Ich habe ein ominöses Problem:

Meine kleine JSP-Anwendung nutzt eine ausgezeichnete Fehlerseite um Exceptions dem User verständlich näher zu bringen.   Dieses Fehler-JSP erzeugt auch einige Log-Einträge, damit ich weiß, was wirklich passiert ist.

Alles wunderbar.
Nun kommt das Testen im IE (eigentlich nur wegen etwas CSS, wer denkt schon an unterschiedliches Verhalten vom Tomcat bei unterschiedlichen Browsern...) und siehe da:
Wenn der IE meine Fehler-JSP anzeigen sollte, meldet er einen Server-Fehler 500 (im hässlichen IE-Stil). Die Logs, die in meiner Fehler-JSP veranlasst werden, werden aber noch schön in die Log-Files geschrieben; die Fehler-JSP wird also abgearbeitet. Nur schickt Tomcat offenbar ganz zum Schluss statt des korrekten Responses (Inhalt meiner Fehler-JSP) einen 500-Response.
Mit Firefox und Opera läuft alles supi.
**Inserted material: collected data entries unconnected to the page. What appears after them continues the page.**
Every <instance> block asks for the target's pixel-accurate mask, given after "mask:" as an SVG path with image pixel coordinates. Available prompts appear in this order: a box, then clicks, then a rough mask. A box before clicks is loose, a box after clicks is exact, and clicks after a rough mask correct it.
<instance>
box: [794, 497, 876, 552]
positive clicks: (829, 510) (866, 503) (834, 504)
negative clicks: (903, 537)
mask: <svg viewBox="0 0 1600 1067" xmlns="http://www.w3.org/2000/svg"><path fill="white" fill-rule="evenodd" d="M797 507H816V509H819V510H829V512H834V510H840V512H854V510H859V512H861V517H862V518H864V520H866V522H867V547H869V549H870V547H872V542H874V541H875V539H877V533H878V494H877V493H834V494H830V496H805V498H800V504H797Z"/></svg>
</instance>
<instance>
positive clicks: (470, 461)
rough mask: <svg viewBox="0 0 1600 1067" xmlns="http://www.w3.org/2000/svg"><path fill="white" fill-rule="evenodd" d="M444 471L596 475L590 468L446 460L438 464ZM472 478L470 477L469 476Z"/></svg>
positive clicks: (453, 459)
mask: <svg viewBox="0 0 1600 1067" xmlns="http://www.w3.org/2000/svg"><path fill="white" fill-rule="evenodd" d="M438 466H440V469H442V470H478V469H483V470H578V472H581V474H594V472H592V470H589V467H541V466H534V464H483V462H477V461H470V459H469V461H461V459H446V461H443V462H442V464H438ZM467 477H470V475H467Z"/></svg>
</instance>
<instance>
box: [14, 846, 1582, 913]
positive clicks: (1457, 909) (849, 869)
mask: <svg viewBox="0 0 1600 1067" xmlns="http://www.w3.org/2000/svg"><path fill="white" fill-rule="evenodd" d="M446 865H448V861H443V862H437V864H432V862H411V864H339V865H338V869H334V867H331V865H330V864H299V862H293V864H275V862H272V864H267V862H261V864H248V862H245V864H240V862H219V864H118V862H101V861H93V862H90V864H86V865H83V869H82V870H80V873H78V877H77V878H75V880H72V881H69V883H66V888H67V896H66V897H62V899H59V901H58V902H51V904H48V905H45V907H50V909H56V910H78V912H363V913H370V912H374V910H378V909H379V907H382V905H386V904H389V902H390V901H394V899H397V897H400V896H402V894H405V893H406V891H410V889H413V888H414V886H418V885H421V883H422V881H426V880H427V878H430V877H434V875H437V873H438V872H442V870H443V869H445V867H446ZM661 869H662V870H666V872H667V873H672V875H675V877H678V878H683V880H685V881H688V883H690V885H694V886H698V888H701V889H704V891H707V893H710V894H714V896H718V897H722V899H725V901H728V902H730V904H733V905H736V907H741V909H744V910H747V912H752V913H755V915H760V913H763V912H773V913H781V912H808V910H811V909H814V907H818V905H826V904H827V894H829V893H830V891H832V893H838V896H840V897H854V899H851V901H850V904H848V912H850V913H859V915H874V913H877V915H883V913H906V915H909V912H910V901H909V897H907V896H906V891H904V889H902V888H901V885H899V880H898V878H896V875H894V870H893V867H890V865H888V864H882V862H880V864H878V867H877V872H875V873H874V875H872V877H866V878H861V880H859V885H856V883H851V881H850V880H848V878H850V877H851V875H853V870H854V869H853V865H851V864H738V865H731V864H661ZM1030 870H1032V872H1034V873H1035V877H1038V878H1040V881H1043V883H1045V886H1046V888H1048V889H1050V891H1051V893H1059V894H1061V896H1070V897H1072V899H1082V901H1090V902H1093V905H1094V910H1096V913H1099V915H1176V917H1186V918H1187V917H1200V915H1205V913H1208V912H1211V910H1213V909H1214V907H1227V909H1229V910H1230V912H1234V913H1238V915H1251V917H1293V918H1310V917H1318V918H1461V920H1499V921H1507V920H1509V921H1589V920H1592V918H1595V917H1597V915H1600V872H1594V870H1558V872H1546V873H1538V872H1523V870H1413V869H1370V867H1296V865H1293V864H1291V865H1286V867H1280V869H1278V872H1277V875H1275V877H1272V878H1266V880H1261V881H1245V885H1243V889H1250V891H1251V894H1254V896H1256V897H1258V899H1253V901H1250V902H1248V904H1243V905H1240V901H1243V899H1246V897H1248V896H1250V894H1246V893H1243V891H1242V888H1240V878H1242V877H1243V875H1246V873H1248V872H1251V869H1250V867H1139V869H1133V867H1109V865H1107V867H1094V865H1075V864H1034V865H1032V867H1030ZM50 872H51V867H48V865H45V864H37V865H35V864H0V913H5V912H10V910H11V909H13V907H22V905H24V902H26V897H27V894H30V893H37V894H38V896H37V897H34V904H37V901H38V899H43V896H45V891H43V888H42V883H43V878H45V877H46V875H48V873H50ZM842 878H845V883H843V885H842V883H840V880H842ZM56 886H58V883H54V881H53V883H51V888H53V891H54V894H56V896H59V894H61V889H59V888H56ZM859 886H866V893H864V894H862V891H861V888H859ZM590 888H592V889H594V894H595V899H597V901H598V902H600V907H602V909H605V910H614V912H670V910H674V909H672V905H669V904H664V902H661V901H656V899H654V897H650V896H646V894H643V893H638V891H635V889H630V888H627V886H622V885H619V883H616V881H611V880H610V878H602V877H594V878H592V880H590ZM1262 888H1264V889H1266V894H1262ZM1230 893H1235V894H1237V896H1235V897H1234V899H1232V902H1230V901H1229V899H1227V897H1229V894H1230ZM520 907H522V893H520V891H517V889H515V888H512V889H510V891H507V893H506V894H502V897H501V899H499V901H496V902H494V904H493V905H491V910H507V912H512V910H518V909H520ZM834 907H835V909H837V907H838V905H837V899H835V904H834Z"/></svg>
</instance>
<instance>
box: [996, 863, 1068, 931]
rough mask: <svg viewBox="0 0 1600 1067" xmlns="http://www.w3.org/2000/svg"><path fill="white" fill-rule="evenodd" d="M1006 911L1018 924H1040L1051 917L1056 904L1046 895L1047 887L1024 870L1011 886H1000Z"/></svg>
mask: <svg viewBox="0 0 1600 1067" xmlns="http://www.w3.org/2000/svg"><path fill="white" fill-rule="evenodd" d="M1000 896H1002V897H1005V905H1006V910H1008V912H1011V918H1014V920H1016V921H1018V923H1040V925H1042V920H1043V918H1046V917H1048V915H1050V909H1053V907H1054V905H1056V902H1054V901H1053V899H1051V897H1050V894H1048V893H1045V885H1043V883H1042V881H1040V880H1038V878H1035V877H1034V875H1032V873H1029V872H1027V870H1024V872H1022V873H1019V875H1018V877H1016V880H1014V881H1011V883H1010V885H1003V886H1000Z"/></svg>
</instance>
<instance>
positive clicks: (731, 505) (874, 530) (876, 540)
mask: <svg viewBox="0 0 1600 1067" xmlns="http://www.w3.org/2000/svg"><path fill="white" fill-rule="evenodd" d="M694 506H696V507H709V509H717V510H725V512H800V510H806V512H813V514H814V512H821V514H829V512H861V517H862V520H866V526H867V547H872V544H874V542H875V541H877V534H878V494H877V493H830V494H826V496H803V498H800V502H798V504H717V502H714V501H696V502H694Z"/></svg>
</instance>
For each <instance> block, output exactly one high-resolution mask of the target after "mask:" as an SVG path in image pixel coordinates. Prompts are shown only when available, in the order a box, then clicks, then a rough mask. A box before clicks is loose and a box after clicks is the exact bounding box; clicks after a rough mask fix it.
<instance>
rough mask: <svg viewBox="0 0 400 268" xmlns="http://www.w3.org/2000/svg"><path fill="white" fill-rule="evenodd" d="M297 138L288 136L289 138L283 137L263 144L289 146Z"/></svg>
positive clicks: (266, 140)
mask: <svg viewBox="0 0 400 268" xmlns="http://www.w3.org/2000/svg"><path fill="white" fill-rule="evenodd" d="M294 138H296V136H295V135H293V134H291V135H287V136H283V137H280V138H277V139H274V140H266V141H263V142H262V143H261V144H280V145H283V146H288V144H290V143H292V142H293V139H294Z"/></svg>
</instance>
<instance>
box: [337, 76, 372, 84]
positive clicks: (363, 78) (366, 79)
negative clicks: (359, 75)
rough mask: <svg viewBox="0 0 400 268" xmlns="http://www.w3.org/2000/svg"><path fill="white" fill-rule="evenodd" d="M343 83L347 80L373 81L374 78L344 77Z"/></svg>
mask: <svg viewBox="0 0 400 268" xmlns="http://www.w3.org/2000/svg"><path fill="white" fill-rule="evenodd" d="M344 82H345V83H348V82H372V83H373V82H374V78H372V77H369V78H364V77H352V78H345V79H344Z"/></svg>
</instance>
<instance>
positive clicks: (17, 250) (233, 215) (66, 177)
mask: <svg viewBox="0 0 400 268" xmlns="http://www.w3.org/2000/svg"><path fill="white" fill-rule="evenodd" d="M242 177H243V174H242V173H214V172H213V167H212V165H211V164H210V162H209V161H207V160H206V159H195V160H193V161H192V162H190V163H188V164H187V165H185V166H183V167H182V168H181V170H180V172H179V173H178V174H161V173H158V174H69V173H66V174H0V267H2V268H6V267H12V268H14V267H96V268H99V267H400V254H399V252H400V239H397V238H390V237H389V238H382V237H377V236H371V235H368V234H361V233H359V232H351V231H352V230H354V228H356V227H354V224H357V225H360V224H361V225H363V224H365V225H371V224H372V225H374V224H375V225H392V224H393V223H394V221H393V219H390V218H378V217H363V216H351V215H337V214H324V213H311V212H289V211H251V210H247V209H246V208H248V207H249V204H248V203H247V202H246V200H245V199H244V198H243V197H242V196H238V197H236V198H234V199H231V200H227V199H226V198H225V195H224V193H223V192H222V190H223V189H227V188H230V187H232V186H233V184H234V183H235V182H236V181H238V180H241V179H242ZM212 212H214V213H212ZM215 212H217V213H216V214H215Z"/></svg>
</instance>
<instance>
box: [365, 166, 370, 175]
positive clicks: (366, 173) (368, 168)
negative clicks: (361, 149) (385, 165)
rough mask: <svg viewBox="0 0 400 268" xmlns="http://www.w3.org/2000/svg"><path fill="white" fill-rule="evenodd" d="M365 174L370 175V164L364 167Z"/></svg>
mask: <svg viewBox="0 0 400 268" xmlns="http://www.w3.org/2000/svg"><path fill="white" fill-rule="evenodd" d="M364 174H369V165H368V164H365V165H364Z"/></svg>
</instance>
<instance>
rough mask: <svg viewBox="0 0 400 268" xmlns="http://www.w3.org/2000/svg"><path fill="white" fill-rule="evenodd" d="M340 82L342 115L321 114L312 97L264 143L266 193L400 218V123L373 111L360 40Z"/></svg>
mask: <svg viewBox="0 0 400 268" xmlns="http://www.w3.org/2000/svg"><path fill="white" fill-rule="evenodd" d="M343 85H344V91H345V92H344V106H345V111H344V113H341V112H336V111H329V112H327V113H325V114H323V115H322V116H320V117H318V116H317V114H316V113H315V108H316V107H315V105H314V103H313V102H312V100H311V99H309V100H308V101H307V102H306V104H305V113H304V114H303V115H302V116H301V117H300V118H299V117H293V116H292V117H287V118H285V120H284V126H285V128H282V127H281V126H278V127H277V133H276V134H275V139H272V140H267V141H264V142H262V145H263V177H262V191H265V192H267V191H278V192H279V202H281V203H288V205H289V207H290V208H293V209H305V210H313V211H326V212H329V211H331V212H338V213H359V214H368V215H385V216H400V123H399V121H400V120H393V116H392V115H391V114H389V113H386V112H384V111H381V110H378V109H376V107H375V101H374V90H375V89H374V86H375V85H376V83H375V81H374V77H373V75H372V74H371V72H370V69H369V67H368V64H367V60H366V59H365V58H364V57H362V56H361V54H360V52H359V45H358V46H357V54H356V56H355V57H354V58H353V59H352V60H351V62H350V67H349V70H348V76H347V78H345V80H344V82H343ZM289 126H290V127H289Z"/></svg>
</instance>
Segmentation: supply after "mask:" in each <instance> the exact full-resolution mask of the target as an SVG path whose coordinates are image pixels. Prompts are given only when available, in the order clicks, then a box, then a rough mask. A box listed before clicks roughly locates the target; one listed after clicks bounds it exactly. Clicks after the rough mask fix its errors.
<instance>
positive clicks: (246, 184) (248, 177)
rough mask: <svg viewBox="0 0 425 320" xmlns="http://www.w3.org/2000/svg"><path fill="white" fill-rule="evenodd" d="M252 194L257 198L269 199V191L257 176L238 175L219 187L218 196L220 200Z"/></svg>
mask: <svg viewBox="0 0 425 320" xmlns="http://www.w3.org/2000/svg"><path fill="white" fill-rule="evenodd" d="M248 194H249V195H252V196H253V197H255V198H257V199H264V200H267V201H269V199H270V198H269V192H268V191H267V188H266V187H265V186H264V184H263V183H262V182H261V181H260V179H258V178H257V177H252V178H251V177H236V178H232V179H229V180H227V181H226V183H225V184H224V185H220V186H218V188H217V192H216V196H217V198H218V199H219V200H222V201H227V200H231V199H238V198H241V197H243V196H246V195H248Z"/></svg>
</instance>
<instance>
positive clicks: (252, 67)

Auch der Firefox unter meinem virtuellen Windows, wo ich den IE eingesperrt habe, verhält sich wie erwartet.

Die Tomcat-Logs melden nix Außergewöhnliches.

Hat irgendjemand eine Idee, was das sein kann oder wo ich weiter suchen kann?


----------



## maki (24. Jan 2008)

Benutzt du JavaScript um URLs & PAramter zusammenzustellen?

Würde mir mal die URLs ansehen die vom FF und vom IE gesendet werden.


----------



## McFraggle (24. Jan 2008)

Die URLs waren ok. Der Fehler war ein Hirnpups bei MS.
Nachzuschlagen hier:
http://support.microsoft.com/?scid=kb;en-us;294807&x=13&y=11

Kurzum: Die Fehlerseite muss mindestens 512 Bytes groß sein.


----------